The photos released Thursday were among more than 95,000 that the House Oversight Committee has received after issuing a subpoena for the photos that Epstein had in his possession before he died in a New York jail cell in 2019. Congress has also passed, and President Donald Trump has signed, a law requiring the Justice Department to release its case files on Epstein, and his longtime girlfriend and confidante Ghislaine Maxwell, by Friday. Anticipation about what those files will show is running high after they have been the subject of conspiracy theories and speculation about his friendships with Trump, former President Bill Clinton, the former Prince Andrew, and others.

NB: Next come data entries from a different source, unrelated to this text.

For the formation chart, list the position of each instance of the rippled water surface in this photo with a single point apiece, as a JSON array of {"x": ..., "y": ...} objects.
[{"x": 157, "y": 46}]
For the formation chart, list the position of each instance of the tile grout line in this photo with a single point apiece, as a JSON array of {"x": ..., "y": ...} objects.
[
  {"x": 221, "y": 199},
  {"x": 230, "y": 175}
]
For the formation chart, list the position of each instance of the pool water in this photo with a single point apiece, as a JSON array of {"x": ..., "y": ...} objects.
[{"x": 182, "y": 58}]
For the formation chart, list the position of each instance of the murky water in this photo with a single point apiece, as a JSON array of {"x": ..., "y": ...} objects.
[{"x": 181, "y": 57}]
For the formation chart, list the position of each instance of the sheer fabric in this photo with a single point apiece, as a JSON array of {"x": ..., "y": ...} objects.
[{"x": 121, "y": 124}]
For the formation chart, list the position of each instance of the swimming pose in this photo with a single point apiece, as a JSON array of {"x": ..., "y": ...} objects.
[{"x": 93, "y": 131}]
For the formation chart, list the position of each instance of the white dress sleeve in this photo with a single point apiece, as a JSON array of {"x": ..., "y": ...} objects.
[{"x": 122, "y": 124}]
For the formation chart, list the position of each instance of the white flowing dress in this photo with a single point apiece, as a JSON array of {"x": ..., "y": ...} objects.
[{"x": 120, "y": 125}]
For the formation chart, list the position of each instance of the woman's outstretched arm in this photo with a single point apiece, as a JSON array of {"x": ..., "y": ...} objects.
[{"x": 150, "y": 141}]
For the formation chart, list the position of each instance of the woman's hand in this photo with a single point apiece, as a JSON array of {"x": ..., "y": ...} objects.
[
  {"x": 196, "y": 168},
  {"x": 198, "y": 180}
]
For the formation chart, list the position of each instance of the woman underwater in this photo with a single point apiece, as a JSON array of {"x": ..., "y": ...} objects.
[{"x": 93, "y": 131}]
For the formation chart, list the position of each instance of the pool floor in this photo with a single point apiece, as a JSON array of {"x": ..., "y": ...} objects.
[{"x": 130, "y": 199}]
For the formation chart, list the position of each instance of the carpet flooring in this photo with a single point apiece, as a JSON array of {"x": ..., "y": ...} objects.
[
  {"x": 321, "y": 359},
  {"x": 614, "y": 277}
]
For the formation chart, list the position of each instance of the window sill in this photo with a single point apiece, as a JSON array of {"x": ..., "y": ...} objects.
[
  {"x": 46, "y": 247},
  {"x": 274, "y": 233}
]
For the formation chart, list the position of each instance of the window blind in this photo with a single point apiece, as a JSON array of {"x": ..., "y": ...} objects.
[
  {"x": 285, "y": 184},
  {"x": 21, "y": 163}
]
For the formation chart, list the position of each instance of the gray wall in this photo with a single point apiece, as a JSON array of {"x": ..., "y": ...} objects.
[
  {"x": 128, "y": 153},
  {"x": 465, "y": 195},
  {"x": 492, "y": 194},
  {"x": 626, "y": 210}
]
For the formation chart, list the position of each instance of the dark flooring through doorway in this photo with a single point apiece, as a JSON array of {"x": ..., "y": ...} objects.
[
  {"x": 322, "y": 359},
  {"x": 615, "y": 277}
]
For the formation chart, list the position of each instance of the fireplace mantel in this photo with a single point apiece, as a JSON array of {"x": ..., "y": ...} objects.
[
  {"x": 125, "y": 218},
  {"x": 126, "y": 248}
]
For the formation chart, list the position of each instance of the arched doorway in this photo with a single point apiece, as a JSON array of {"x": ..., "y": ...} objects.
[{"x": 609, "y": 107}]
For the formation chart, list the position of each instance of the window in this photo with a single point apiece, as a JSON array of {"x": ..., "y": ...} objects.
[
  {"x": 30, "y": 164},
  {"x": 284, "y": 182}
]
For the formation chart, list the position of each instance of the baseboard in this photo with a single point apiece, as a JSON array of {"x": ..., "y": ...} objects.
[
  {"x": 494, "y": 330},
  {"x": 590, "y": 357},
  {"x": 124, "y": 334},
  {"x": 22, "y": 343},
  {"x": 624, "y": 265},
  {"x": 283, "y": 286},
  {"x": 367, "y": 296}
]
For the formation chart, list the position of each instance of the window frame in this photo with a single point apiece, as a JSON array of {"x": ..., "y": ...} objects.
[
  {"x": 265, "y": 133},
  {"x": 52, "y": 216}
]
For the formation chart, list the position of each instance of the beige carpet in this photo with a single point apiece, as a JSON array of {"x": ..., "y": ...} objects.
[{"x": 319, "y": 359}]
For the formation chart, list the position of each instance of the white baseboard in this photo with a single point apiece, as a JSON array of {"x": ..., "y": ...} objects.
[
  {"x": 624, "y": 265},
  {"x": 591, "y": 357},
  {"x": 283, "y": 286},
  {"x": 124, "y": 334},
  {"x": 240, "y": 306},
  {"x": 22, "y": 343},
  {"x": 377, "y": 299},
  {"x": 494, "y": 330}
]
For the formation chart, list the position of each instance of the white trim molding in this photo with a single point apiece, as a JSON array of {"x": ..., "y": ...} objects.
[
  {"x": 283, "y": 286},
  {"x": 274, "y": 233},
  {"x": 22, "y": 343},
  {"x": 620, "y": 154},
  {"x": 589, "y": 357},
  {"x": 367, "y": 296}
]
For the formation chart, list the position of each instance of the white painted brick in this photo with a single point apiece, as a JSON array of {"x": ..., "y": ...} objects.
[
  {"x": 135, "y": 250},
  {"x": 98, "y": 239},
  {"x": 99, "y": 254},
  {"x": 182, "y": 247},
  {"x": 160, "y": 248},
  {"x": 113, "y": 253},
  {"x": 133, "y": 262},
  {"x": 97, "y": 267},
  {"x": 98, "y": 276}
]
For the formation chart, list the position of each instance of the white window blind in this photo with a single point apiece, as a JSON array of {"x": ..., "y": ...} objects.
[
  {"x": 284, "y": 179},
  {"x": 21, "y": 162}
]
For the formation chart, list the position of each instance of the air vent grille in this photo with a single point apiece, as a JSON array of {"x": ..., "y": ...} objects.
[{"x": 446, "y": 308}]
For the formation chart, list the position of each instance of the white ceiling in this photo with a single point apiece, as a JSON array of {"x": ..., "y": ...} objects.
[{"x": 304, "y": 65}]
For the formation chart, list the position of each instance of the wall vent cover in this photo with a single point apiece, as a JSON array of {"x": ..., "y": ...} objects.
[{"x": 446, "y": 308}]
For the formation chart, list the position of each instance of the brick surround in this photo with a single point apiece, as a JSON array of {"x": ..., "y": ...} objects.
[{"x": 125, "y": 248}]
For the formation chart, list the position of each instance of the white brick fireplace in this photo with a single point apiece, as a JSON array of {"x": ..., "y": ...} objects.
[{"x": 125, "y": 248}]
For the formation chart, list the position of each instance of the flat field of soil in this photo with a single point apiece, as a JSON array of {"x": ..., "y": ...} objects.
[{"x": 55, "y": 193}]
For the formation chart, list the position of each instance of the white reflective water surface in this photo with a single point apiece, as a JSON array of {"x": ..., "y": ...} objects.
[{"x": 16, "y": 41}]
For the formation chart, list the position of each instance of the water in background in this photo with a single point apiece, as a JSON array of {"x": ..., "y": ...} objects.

House Democrats have already released dozens of photos from Epstein’s estate showing Trump, Clinton and Andrew, who lost his royal title and privileges this year amid scrutiny of his relationship with the wealthy financier. The photos released Thursday showed Epstein cooking with Sultan Ahmed bin Sulayem, an Emirati businessman. The photos also include the billionaire Bill Gates and images of a 2011 dinner of notable people and wealthy philanthropists hosted by a nonprofit group. The committee made no accusations of wrongdoing by the men in the photos.

There were also images of passports, visas and identification cards from Russia, the Czech Republic, Ukraine, South Africa and Lithuania with personally identifying information redacted, as well as photos of Epstein with women or girls whose faces were blacked out. The committee has said it is redacting information from the photos that may lead to the identity of victims being revealed.

Rep. Robert Garcia, the top Democrat on the oversight panel, said in a statement that the “new images raise more questions about what exactly the Department of Justice has in its possession. We must end this White House cover-up, and the DOJ must release the Epstein files now.”